State Storage Backend

The computation state information of operators in stream tasks is persistently stored on local hard drives in file format.

Memory Management

Each non-sink task is equipped with corresponding input and output queues, while sink tasks have only input queues without output queues. The maximum data capacity limit for both types of queues is set to 60MB, dynamically occupying storage space based on actual needs. When the queue is empty, it does not occupy any storage space. Additionally, the agg task also consumes some memory space when internally saving computation states. This memory usage can be adjusted by setting the parameter streamBufferSize, which controls the size of the cached window state in memory, with a default value of 128MB. The parameter maxStreamBackendCache is used to limit the maximum occupied storage space of the backend in memory, also defaulting to 128MB. Users can adjust this value to any value between 16MB and 1024MB as needed.

Traffic Control

The stream computing engine implements a traffic control mechanism in sink tasks to optimize data writing performance and prevent excessive resource consumption. This mechanism primarily controls traffic through the following two metrics.

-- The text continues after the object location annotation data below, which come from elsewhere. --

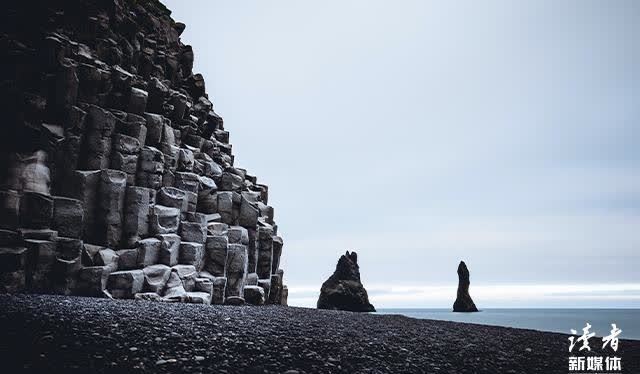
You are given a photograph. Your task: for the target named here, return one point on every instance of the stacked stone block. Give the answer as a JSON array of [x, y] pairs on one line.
[[118, 177]]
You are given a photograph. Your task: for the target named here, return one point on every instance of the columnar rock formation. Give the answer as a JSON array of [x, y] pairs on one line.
[[117, 174], [463, 301], [344, 290]]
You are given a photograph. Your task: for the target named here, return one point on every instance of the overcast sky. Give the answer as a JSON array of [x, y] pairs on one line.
[[421, 133]]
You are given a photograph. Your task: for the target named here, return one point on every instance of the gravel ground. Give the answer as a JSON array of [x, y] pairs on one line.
[[74, 334]]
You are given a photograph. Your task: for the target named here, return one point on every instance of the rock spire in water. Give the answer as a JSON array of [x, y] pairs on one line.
[[344, 290], [463, 301]]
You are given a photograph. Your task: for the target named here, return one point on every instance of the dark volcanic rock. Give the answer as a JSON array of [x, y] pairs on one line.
[[343, 290], [463, 302], [111, 148]]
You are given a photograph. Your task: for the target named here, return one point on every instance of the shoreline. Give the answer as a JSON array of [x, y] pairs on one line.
[[77, 334], [497, 317]]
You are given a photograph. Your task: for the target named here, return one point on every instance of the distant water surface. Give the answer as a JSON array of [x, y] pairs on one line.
[[555, 320]]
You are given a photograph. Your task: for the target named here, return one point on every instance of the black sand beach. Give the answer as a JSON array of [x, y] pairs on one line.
[[74, 334]]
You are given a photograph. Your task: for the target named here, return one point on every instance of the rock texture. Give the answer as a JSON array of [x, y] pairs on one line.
[[344, 290], [463, 301], [44, 333], [117, 177]]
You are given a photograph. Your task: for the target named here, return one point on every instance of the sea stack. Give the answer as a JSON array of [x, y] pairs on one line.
[[463, 301], [344, 290]]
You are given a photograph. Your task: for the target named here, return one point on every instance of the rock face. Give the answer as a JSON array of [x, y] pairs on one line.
[[463, 301], [116, 174], [344, 290]]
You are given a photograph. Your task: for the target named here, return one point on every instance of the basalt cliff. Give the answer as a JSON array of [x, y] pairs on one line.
[[118, 177]]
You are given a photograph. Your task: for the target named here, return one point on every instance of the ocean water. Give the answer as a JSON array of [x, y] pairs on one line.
[[555, 320]]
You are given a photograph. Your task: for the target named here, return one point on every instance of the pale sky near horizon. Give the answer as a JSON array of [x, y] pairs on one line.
[[421, 133]]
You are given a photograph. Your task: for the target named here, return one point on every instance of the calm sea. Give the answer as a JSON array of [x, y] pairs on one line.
[[556, 320]]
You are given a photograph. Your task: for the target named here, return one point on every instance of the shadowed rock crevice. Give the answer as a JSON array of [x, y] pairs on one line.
[[463, 301], [117, 176], [344, 290]]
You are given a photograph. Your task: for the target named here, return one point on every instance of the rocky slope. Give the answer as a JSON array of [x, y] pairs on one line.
[[117, 175], [344, 290]]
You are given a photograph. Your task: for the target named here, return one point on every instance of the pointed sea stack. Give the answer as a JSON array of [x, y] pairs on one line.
[[463, 302], [343, 290]]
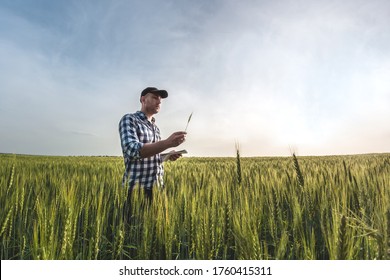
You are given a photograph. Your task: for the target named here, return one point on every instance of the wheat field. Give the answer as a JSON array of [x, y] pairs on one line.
[[69, 208]]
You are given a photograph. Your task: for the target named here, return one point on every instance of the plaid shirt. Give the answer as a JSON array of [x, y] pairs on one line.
[[136, 130]]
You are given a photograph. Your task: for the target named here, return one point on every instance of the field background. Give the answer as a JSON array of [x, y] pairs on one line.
[[333, 207]]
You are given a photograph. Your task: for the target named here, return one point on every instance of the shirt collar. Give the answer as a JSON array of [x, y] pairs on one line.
[[143, 117]]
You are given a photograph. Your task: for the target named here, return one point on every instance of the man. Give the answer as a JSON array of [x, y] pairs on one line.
[[141, 143]]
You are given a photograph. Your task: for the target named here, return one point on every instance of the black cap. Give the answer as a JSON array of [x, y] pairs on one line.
[[163, 93]]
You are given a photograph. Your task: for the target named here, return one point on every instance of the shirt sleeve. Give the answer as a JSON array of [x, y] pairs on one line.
[[131, 145]]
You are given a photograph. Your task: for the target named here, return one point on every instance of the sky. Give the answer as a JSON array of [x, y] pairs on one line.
[[276, 77]]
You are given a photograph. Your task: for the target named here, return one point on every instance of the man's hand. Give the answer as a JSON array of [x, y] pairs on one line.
[[151, 149], [172, 156], [176, 138]]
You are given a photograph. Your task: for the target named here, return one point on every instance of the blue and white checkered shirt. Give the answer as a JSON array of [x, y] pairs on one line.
[[135, 130]]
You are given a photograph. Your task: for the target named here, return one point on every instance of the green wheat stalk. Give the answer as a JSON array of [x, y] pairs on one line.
[[189, 119]]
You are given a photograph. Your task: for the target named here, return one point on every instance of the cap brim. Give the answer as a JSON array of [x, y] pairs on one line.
[[161, 92]]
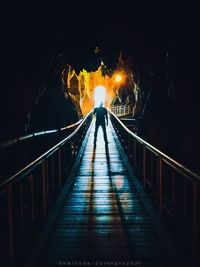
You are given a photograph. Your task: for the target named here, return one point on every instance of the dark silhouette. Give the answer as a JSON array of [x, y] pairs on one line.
[[101, 116]]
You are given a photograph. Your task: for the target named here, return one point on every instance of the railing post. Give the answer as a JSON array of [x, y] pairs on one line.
[[32, 198], [59, 167], [134, 155], [11, 224], [44, 189], [144, 167], [160, 171], [194, 224], [21, 207]]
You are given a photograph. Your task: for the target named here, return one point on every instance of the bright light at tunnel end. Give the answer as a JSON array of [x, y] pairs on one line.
[[99, 95]]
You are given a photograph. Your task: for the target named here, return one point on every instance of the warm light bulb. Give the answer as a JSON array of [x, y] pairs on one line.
[[99, 95], [118, 78]]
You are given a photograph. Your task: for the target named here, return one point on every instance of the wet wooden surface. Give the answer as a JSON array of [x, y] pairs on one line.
[[103, 217]]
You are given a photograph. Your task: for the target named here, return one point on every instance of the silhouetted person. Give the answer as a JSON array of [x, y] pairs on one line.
[[101, 119]]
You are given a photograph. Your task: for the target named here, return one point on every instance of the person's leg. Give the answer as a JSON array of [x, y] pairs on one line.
[[104, 132], [96, 131]]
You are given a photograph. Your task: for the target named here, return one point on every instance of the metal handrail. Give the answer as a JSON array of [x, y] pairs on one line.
[[20, 174], [32, 135], [27, 196], [174, 187], [158, 152]]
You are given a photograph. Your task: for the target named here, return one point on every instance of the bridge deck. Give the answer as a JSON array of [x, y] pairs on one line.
[[103, 216]]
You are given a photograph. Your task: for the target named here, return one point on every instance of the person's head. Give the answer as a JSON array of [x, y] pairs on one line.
[[101, 104]]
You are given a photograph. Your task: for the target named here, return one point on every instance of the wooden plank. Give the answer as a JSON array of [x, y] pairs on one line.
[[103, 216]]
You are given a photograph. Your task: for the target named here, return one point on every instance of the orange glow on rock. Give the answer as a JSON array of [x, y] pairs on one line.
[[82, 86]]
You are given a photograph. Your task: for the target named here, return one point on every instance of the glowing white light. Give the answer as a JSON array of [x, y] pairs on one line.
[[99, 95]]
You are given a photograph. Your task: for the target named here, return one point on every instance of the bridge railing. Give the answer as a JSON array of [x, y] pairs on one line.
[[27, 196], [121, 110], [174, 188]]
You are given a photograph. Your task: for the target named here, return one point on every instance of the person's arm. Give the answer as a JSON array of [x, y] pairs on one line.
[[107, 117]]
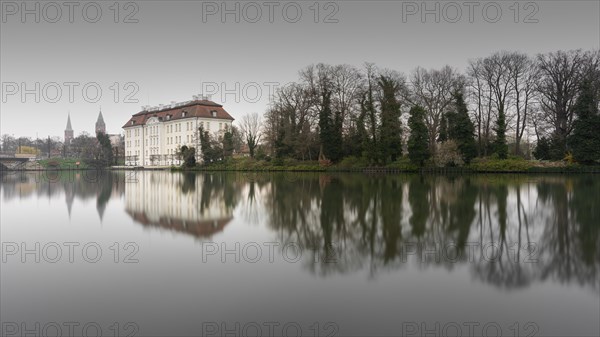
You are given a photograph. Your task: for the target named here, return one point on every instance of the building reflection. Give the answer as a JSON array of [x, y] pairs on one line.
[[198, 205], [507, 231]]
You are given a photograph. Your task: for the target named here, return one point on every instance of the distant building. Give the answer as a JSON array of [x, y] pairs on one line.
[[68, 131], [154, 135]]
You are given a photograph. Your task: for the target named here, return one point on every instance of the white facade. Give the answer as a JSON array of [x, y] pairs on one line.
[[157, 142]]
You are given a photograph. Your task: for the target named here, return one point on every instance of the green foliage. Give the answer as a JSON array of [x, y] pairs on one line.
[[462, 130], [448, 155], [188, 155], [443, 129], [330, 129], [210, 147], [542, 149], [515, 164], [228, 144], [105, 155], [585, 139], [418, 147], [500, 146], [390, 147]]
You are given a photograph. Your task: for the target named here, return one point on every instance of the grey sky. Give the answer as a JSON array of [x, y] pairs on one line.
[[170, 54]]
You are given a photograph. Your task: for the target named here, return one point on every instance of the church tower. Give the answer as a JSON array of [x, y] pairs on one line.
[[68, 131], [100, 126]]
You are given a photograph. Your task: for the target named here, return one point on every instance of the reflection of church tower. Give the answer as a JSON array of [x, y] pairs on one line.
[[68, 131], [100, 126]]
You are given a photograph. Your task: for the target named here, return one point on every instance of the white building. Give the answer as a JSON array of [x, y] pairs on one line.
[[154, 136]]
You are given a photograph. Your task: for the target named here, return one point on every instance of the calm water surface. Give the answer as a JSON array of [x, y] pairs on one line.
[[173, 254]]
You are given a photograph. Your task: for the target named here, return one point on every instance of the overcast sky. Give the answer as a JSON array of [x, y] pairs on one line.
[[170, 50]]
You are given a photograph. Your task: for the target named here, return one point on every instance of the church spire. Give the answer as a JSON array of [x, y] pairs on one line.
[[69, 128]]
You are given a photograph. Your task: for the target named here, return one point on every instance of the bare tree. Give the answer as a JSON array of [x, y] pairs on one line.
[[482, 97], [433, 89], [251, 130], [558, 85], [523, 74]]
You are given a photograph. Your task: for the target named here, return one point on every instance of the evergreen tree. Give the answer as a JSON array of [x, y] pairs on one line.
[[542, 149], [443, 129], [585, 140], [327, 132], [418, 147], [188, 155], [500, 146], [106, 155], [390, 147], [228, 143], [462, 130]]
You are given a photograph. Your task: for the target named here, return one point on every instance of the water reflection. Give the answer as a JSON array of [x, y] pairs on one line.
[[511, 231]]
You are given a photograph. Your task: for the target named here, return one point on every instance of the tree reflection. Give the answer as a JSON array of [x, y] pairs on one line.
[[511, 231]]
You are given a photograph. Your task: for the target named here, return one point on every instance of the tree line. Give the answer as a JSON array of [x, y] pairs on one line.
[[499, 106]]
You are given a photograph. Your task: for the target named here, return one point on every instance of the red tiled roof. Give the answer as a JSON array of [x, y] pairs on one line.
[[199, 108]]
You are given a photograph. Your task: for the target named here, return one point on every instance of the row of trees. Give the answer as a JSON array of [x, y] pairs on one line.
[[500, 104], [98, 150]]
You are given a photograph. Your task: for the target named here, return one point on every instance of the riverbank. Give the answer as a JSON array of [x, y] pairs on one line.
[[514, 165], [486, 165]]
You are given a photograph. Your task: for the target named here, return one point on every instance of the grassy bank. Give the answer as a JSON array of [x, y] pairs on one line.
[[485, 165], [62, 163]]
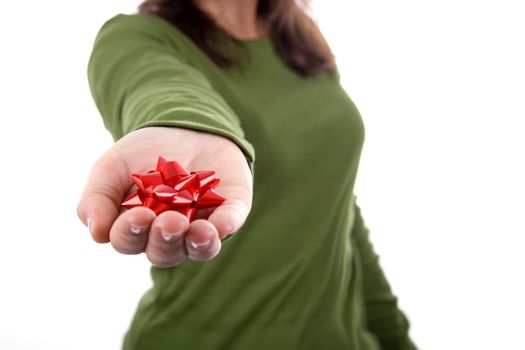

  • The number of write operation calls per second: The sink task is responsible for writing processing results into its corresponding vnode. The upper limit for this metric is fixed at 50 calls per second to ensure the stability of write operations and the rational allocation of system resources.
  • The throughput of data written per second: By configuring the parameter streamSinkDataRate, users can control the amount of data written per second. This parameter can be adjusted between 0.1MB/s and 5MB/s, with a default value of 2MB/s. This means that for a single vnode, each sink task can write a maximum of 2MB of data per second.

The traffic control mechanism of the sink task not only prevents synchronization negotiation buffer overflow caused by high-frequency writes in multi-replica scenarios but also avoids excessive data accumulation in the write queue, which consumes a large amount of memory space. This effectively reduces the memory occupancy of the input queue. Thanks to the backpressure mechanism applied in the overall computing framework, the sink task can directly feedback the effects of traffic control to the uppermost tasks, thereby reducing the occupancy of computing resources by stream computing tasks, avoiding excessive resource consumption, and ensuring the overall stability and efficiency of the system.

Backpressure Mechanism

TDengine's stream computing framework is deployed across multiple computing nodes. To coordinate the execution progress of tasks on these nodes and prevent the continuous influx of data from upstream tasks from overloading downstream tasks, the system implements a backpressure mechanism both within tasks and between upstream and downstream tasks.

Within tasks, the backpressure mechanism is implemented by monitoring the output queue's full condition. Once a task's output queue reaches its storage limit, the current computing task will enter a waiting state, pausing the processing of new data until there is sufficient space in the output queue to accommodate new computation results, after which the data processing flow will resume.

In the case of upstream and downstream tasks, the backpressure mechanism is triggered through message passing. When the input queue of a downstream task reaches its storage limit (i.e., the amount of data flowing into the downstream continuously exceeds the downstream task's maximum processing capacity), the upstream task will receive a signal from the downstream task indicating that the input queue is full. At this point, the upstream task will pause its computation processing until the downstream task has completed its processing and allows data to continue being distributed, at which point the upstream task will resume computation. This mechanism effectively balances the data flow between tasks, ensuring the stability and efficiency of the entire stream computing system.